Photo by Brendan Hoffman/Getty Images

Photo by Brendan Hoffman/Getty Images

Ray Nagin, former mayor of New Orleans, was sentenced to 10 years in federal prison last week.

Do you remember the debates about whether the Katrina disaster was a judgment on New Orleans? Some on the religious right blamed the carnage on a scheduled gay rights parade. The left invoked an angry Gaia and her retributive global warming.
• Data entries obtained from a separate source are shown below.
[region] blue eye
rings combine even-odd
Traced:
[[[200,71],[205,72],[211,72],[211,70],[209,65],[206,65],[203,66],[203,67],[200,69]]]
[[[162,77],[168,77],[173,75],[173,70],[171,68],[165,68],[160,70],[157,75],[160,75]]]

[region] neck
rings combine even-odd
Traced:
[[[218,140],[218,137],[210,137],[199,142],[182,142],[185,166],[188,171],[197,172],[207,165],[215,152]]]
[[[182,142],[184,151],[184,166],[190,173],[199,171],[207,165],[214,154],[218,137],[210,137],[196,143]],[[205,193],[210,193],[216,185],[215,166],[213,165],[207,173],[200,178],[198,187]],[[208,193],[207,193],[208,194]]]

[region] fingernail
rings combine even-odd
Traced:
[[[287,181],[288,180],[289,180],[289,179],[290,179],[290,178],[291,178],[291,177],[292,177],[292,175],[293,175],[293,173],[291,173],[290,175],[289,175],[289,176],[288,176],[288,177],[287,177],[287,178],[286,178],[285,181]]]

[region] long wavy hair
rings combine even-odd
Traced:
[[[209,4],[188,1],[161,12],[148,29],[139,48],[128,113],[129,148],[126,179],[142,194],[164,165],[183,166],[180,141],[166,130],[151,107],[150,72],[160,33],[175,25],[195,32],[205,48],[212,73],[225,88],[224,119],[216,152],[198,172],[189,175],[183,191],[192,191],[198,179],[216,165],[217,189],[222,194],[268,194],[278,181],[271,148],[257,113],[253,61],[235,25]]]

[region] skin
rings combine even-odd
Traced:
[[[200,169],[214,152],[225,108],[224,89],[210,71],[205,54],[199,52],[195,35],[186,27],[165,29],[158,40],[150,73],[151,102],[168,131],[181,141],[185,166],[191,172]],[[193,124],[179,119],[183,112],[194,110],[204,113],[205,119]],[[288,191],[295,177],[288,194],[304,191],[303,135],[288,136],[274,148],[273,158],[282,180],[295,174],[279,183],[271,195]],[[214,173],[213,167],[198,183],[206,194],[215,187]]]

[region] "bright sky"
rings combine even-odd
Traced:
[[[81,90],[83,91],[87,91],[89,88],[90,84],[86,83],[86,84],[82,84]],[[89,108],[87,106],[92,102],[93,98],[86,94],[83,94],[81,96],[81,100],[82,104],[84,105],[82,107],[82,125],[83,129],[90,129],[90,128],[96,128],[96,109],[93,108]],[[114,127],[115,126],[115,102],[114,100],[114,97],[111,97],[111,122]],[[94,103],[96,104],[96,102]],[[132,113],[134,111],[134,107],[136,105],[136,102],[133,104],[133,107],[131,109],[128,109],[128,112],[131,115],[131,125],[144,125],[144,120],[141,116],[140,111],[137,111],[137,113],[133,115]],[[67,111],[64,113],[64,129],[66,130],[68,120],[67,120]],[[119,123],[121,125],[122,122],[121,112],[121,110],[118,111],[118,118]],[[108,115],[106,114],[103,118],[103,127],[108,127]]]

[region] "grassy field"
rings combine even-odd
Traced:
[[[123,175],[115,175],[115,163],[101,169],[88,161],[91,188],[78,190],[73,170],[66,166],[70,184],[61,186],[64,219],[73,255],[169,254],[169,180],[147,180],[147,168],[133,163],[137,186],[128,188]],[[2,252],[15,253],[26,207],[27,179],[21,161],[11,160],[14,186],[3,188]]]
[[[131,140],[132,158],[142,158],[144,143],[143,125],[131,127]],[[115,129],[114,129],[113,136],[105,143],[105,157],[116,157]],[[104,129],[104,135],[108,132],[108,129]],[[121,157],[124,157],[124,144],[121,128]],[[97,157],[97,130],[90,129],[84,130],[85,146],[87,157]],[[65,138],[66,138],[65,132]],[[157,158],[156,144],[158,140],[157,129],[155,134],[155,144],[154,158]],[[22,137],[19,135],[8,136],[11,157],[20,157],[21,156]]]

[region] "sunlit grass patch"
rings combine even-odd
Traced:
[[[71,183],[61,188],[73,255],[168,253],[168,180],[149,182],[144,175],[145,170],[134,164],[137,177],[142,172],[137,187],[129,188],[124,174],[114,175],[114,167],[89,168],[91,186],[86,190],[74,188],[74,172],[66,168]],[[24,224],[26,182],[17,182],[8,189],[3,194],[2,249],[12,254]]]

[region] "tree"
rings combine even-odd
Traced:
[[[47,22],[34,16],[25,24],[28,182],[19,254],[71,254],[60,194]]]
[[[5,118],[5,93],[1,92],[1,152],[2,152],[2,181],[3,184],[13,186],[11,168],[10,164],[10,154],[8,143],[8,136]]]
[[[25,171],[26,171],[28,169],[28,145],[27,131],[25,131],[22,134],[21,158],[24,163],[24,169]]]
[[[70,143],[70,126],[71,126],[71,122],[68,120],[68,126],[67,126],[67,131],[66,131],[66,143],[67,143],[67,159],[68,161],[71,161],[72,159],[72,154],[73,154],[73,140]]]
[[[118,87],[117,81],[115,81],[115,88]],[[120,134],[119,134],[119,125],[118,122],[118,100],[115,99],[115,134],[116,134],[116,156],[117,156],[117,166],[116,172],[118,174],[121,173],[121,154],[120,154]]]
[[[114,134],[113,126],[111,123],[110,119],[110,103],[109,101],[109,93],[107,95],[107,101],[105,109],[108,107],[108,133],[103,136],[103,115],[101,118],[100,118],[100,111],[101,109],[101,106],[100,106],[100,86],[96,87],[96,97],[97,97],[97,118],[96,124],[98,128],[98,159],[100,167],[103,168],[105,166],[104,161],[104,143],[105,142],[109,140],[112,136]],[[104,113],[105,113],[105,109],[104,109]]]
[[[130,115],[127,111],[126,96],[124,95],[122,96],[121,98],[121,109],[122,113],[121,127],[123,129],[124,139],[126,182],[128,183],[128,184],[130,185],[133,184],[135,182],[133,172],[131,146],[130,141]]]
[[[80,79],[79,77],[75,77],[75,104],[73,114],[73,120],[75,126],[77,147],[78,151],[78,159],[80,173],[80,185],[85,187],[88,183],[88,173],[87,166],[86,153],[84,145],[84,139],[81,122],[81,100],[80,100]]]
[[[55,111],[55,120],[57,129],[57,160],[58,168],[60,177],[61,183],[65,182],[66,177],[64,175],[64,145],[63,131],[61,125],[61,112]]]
But what if this was a judgment on something other than gays and internal combustion engines? What if it were a judgment on political corruption? Maybe it is in the very nature of reality that Providence, the normal processes and regularities of the natural world, is always testing us, testing our roads and bridges, our antibiotics and our pipelines and levees. Perhaps politically corrupt systems — like the complex, interlocking, and corrupt system by which the army core of engineers shared power with the Orleans Levee Board and its corrupt New Orleans masters — are more than just a matter of dollars and cents, but also a matter of life and death.

As the Wall Street Journal reported last week,

Ray Nagin, the former mayor who rose to national prominence leading this city during Hurricane Katrina, was sentenced Wednesday to 10 years in federal prison for his participation in a $500,000 bribery and conspiracy scheme that operated during most of his time in office.

U.S. District Judge Helen G. Berrigan told a packed courtroom that Mr. Nagin, 58 years old, was guilty of “rampant, inexcusable corruption,” but ruled that he should be sentenced less than federal sentencing guidelines, which would be a minimum of more than 15 and a half years, because he was a devoted family man, had at times been a good mayor and would never hold public office again.

Mr. Nagin, his voice cracking, didn’t acknowledge guilt but told the court, “I trust God is going to work all this out.”

A federal jury in February convicted Mr. Nagin, a Democrat who was mayor from 2002 to 2010, of 20 counts including bribery, conspiracy, wire fraud, money laundering and filing false tax returns following a trial in which prosecutors accused Mr. Nagin of trading city business for cash, trips and favors. Several contractors and Nagin administration officials also have been convicted or have pleaded guilty in the public-corruption scandal.

Civil engineering is not morally neutral. And every time some group of cronies diverts funds away from life-saving levees in New Orleans or girders in the World Trade Center, they are not just stealing; they are committing murder by small degrees. Maybe we need to re-think what we are asking when we ask whether this or that disaster is the judgment of God.